Das war genau das, was der Gote hatte erreichen wollen. Es dauerte einige Tage, dann fing er an, zielgerichtet Informationen zu sammeln. Eine hingeworfene Bemerkung hier, ein paar hochgezogene Augenbrauen da: Viel mehr war gar nicht notwendig, denn die Ankunft der Fremden war Stadtgespräch. Doch Godegisel wollte durch den Schleier der Gerüchte hindurchdringen und handfeste Informationen sammeln, und da waren die Legionäre von großer Bedeutung.

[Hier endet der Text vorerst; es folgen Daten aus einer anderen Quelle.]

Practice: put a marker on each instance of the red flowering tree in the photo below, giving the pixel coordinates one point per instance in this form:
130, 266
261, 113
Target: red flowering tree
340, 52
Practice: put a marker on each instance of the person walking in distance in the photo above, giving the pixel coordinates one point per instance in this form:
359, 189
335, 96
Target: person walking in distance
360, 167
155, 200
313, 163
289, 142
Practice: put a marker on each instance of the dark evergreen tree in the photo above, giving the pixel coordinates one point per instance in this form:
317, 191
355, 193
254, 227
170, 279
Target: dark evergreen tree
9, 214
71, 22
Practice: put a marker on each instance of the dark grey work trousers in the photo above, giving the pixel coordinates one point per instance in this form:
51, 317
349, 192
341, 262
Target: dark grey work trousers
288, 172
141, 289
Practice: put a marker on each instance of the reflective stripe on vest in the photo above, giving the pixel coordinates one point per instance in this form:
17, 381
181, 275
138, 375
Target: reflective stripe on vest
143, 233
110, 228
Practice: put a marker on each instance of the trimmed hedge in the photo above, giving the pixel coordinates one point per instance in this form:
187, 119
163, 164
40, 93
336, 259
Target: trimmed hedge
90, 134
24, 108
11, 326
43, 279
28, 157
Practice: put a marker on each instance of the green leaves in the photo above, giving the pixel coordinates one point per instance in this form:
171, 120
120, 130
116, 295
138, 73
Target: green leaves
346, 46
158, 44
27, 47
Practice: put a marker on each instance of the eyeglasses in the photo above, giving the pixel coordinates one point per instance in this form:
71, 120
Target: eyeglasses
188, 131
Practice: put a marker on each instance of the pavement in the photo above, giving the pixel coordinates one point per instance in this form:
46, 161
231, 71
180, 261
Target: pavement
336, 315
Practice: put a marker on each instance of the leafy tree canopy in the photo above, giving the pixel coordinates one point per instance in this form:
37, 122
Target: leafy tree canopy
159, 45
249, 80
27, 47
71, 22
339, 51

Und so setzte sich für ihn im Laufe der Zeit ein Bild zusammen. Er hörte von den Wunderwaffen der Fremden, die dem Vernehmen nach aus Germanien stammen sollten – eine Theorie, die Godegisel für abenteuerlich hielt. Er hütete sich jedoch, eine eigene Meinung zu äußern, und ließ lieber nachschenken. Die Beschreibungen der Waffen und vor allem ihrer Wirkung entsprachen trotz der offensichtlichen Übertreibungen der angeheiterten Römer den Schilderungen der Flüchtlinge, sodass der Adlige mehr und mehr zu der Überzeugung kam, dass diese die Wahrheit gesagt haben mussten. Mehrfach fuhr ihm ein kalter Schauer über den Rücken, als er sich von den Legionären ausmalen ließ, was diese Waffen mit der anrückenden Gotenarmee anstellen würden, und wenn auch nur die Hälfte dessen stimmte, war die Sache seines Volkes tatsächlich in sehr ernsthafter Gefahr. Sein erster Impuls war, die Stadt sofort wieder zu verlassen und Fritigern zu warnen, doch dann besann er sich eines Besseren. Es galt nicht nur, noch mehr herauszufinden, er durfte auch den Vorteil nicht verschenken, dass er sich innerhalb der Stadtmauern befand.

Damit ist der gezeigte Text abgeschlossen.